A lot of buyers right now are hitting pause, hoping mortgage rates will drop — maybe even back to those record-low 3% rates from a few years ago. But the truth is, those ultra-low rates weren’t meant to stick around forever. They were a temporary response to a unique situation. Now that the market’s starting to stabilize, it’s really about adjusting our expectations and looking at the bigger picture.
Back in 2020 and 2021, those 3% mortgage rates were a huge win for buyers — homes felt a lot more affordable, and people had a lot more buying power. But those low rates came from emergency measures put in place during the height of the pandemic. Now that the economy has shifted, we’re seeing rates settle more in the high 6% to low 7% range.
And while experts do expect rates to ease a bit in the coming months, most agree on one thing: we’re not going back to 3%.
Instead, a lot of forecasts are pointing to mortgage rates settling somewhere around the mid-6% range by the end of the year — assuming there aren’t any big surprises in the economy. As Kara Ng, Senior Economist at Zillow, puts it:
“While Zillow expects mortgage rates to end the year near mid-6%, barring any unforeseen shocks, that path might be bumpy.”
What Buyers Should Know
Basically, holding out for 3% rates could mean waiting a lot longer than you might think — and potentially missing some great opportunities in the meantime. Instead of putting things on hold forever, it’s better to make a plan, focus on what you can control — like your budget, your credit, and partnering with a trusted professional who can walk you through what’s happening in today’s market and help you navigate your options.
Having a great real estate agent and a trusted lender on your side can make all the difference. They know about down payment assistance programs, alternative financing options, smart negotiation strategies — and they’ve got the experience to help you find creative solutions to make your homeownership plans a reality.

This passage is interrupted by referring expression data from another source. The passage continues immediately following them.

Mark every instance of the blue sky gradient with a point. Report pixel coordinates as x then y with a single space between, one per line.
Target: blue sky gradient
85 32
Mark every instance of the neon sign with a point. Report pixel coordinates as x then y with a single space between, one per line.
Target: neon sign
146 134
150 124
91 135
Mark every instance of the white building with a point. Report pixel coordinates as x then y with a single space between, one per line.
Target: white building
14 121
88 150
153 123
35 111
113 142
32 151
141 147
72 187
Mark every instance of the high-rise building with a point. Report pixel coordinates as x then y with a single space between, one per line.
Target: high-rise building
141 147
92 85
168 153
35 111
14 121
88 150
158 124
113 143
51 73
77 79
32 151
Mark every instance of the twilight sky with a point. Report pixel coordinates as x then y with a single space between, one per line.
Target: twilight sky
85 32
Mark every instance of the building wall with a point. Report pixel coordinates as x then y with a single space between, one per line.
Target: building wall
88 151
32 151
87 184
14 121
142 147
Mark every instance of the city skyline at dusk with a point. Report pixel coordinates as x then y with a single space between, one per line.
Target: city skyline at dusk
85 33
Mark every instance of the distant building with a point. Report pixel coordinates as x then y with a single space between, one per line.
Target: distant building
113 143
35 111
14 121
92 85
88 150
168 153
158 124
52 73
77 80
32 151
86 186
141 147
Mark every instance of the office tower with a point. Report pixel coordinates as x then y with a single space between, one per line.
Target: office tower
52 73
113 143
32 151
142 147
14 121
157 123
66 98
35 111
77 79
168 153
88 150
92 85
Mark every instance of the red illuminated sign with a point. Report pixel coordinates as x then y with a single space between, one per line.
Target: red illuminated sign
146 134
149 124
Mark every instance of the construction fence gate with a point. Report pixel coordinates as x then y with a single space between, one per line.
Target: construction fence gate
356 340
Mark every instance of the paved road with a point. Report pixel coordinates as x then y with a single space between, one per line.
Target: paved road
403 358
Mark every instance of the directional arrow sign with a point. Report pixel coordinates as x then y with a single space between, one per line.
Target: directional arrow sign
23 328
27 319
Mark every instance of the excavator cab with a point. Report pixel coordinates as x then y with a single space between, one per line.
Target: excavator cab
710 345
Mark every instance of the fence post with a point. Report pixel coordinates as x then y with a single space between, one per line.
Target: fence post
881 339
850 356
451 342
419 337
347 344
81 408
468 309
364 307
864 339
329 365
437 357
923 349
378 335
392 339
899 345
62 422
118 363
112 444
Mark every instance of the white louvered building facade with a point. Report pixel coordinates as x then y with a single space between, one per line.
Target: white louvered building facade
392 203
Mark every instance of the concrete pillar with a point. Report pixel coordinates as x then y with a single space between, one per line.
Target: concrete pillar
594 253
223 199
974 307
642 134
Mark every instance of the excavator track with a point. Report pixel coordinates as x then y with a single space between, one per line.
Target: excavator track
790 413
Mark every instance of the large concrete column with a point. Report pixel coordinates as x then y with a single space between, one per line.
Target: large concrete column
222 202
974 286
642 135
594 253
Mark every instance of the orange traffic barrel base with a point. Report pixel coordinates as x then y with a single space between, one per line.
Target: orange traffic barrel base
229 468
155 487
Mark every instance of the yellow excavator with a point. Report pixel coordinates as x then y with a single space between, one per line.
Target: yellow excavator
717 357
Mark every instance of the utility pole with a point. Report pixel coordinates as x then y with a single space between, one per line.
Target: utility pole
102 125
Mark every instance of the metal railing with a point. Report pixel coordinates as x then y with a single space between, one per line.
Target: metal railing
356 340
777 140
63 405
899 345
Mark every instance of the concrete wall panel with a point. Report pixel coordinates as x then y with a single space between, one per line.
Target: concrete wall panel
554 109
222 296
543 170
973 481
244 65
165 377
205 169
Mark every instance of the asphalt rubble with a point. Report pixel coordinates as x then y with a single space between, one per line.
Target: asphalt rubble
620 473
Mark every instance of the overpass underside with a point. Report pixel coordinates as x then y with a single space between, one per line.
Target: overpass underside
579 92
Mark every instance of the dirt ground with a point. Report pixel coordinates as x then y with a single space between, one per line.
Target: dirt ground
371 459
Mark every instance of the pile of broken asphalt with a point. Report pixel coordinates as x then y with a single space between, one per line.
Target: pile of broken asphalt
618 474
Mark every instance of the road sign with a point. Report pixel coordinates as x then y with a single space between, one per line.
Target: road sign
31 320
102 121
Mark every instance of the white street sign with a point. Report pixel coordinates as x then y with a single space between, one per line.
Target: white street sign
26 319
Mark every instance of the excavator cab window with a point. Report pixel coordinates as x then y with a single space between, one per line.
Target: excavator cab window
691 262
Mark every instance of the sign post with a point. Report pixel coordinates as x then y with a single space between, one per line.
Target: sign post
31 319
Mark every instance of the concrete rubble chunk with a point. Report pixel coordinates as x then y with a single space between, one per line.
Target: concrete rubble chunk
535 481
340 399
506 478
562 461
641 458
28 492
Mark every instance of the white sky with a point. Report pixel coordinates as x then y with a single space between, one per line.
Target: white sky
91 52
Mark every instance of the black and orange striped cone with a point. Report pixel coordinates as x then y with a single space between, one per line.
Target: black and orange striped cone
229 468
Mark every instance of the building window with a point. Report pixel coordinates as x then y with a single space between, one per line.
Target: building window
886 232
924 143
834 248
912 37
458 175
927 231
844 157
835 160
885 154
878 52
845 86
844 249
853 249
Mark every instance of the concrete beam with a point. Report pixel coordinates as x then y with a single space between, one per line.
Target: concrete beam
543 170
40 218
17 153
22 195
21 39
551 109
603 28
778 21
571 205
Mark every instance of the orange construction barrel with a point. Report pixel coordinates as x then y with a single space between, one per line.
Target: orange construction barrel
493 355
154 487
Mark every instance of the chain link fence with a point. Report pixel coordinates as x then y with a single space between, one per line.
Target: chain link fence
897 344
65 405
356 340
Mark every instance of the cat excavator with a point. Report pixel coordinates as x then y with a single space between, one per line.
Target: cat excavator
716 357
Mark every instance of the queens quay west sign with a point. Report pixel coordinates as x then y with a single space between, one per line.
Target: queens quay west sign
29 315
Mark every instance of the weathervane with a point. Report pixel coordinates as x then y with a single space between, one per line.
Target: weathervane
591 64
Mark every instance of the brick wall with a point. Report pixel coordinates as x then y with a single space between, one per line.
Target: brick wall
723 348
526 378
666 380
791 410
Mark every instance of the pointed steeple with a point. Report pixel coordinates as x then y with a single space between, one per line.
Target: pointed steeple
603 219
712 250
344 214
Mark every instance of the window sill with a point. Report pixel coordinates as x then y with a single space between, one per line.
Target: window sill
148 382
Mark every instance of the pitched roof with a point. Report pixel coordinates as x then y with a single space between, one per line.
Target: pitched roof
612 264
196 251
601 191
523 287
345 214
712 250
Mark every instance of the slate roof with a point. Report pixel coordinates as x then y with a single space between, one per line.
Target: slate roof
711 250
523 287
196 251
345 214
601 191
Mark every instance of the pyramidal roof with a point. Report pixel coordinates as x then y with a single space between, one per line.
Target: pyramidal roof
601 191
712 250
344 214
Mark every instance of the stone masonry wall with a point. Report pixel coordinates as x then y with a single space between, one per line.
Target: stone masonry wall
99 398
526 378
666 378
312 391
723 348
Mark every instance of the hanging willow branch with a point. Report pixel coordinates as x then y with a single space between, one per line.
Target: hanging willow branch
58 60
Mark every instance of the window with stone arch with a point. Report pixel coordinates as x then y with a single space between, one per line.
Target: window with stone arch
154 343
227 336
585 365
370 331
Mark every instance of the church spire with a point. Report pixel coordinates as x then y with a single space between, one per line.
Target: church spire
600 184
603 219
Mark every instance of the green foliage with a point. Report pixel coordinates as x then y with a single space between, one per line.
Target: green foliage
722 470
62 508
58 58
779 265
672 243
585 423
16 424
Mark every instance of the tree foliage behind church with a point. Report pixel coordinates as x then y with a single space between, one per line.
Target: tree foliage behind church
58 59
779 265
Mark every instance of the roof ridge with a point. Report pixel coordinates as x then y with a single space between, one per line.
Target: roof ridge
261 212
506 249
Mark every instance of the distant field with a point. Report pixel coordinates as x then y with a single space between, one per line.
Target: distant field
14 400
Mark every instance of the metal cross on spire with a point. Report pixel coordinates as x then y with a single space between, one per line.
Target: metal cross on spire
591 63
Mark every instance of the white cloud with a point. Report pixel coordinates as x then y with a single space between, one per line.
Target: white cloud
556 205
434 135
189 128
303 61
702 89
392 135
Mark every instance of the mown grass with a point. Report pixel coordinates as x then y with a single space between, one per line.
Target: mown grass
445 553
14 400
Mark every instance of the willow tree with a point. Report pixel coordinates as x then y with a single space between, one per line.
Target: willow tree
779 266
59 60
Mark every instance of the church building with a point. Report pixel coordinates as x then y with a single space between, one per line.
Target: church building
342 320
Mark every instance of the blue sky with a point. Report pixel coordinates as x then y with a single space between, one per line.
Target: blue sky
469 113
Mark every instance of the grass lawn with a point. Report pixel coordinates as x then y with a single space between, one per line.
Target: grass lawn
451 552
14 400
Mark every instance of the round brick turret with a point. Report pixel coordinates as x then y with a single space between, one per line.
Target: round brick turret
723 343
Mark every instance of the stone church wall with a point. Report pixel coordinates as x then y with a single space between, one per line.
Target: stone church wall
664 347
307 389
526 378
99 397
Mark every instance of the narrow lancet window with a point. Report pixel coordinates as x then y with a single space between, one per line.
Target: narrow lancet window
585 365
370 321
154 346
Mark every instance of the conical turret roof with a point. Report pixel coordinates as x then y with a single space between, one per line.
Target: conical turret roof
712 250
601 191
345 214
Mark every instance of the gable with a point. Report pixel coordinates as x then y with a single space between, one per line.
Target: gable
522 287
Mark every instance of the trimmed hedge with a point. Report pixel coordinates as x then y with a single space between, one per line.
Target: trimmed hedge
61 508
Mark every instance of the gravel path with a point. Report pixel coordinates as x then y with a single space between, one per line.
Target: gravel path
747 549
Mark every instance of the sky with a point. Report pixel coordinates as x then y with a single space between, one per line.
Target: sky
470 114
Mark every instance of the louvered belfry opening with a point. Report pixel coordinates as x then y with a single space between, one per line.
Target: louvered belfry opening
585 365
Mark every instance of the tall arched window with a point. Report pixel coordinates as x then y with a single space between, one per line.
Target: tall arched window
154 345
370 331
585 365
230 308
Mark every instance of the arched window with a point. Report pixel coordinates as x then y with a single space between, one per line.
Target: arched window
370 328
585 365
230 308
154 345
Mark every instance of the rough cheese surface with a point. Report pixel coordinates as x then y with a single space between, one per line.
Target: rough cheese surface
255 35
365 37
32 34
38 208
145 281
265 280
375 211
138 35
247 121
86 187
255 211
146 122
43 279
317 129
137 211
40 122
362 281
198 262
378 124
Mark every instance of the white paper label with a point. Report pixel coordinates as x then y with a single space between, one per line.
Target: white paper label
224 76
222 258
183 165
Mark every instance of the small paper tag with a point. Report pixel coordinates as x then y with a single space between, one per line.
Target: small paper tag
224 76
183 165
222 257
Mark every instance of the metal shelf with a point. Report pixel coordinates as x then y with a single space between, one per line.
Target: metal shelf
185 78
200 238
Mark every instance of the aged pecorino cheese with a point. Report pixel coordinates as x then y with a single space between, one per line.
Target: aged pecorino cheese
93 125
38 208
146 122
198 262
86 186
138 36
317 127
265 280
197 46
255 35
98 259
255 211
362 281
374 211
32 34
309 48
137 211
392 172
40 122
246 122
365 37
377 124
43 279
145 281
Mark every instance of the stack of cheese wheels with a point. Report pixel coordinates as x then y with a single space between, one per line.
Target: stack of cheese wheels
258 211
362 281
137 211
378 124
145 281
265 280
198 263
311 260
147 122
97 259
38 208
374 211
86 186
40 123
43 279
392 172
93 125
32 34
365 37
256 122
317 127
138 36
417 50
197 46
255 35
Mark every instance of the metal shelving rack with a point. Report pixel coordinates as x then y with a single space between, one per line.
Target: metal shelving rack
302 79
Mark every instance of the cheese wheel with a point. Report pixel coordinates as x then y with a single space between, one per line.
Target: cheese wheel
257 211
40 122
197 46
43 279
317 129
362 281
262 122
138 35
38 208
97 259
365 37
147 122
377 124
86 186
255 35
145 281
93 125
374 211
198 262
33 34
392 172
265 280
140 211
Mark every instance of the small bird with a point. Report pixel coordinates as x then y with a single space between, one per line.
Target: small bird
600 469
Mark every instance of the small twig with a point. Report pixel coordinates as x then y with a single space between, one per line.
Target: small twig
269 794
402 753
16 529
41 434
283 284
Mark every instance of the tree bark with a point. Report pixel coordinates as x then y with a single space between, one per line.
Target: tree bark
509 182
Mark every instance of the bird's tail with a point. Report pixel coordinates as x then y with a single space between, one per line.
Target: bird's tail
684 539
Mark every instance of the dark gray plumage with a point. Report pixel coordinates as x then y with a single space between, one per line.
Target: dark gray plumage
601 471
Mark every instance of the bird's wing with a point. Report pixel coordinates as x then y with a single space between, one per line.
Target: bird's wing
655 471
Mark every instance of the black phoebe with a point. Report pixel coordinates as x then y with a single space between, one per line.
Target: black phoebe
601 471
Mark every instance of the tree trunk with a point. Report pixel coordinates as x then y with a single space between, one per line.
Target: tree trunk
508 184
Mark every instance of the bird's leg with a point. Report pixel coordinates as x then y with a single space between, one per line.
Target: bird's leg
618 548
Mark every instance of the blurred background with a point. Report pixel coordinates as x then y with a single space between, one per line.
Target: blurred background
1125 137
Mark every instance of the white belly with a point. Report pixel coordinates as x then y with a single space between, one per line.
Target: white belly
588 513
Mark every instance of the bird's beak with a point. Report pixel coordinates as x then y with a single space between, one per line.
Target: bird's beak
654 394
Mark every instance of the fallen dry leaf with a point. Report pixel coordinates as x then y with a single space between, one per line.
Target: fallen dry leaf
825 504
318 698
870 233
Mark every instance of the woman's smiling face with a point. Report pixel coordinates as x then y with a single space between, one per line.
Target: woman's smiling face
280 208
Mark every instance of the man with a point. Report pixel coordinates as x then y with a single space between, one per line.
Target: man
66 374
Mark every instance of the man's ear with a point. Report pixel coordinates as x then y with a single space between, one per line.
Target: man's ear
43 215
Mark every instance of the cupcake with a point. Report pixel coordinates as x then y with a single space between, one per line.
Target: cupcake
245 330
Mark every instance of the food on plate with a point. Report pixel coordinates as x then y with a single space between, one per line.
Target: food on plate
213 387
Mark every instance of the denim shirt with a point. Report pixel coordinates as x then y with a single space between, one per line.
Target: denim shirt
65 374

Here’s the big thing to remember: since rates are expected to come down a bit later this year, that could bring more buyers back into the market. By getting started now, you’re giving yourself a head start — especially with more homes available right now than we’ve seen in quite a while.
Think about it — if rates do drop, what do you think is going to happen? Yep, a lot of other buyers will jump back in too.
Getting out ahead of that rush could give you a better shot at finding the right home — and with less competition. As Realtor.com puts it:
“Staying out of the market in hopes of a rate drop that never comes can lead to missed opportunities . . . Rising home prices, rent increases, and inflation might outpace any future savings on interest. And if rates do fall sharply again, buyers could face an entirely different challenge: surging competition.”
Bottom Line
If you’d like, I can also give you a few variations depending on how casual, professional, or persuasive you want it to sound!
Now that rates are settling into a new range, it’s a great time to reset your expectations and get a better understanding of where the market’s headed as things continue to shift.
Having a local real estate agent and a trusted lender on your side is key — they’ll keep you in the loop, help you understand your options, and work with you to create a game plan that fits your situation.